小学1年のとき、クラス内で、ごくささいな規則違反が発覚します。しかし、異常に道徳観念の強い女教師がその犯人を追及し、クラスのみんなが問題児のひろみが犯人だと思うといい、じつはその犯人である「ぼく」=押見修造も、ひろみが犯人だと同調します。その結果、ひろみは自分が犯してもいない罪を押しつけられ、犯人としての謝罪を強制されるのです。
それ以来、「ぼく」はひろみを恐れ、自分の罪を白状しなかった人間として、自動車事故で死んでもしかたがないと思うほど、重い罪悪感を抱くようになります。
そのひろみとの関係を回想するマンガです。
誰しも、幼いころには自分の犯した間違いを過大な罪と考え、罪悪感のとりこになりがちです。しかし、大人になるにつれて、そんな罪悪感は忘れてしまいます。
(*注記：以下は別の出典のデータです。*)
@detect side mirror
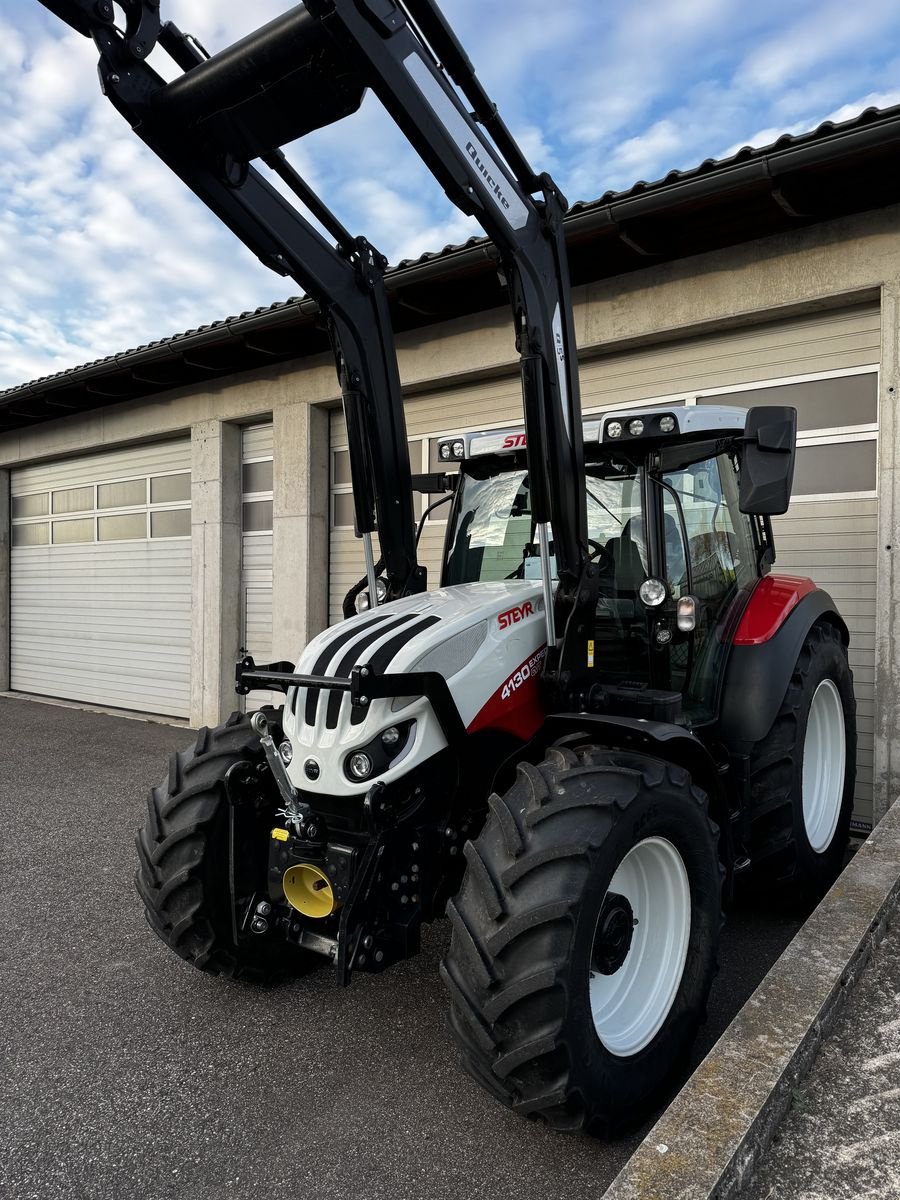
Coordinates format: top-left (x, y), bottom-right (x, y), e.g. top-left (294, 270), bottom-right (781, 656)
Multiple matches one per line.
top-left (739, 404), bottom-right (797, 516)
ところが、『罪悪』の諸編では、そうした罪悪感が、いまも血を流すほどの生々しさで活写されています。そして、それは、私たちの失われた幼年期の瘡蓋(かさぶた)をひき剥がすように、私たちの心に痛く迫ってくるのです。
この失われた過去の傷痕を再現する異常な記憶力と、それをマンガに仕立てる技術(とくに曖昧な輪郭線を活用する手法)が、押見修造の私マンガの卓越した特長です。
ほかの3篇でもその才能は発揮されていますが、なかでも、自分だけが特別な才能をもつと思う自分への嫌悪感を描いた「美術部」が、異様なリアリティを発揮しています。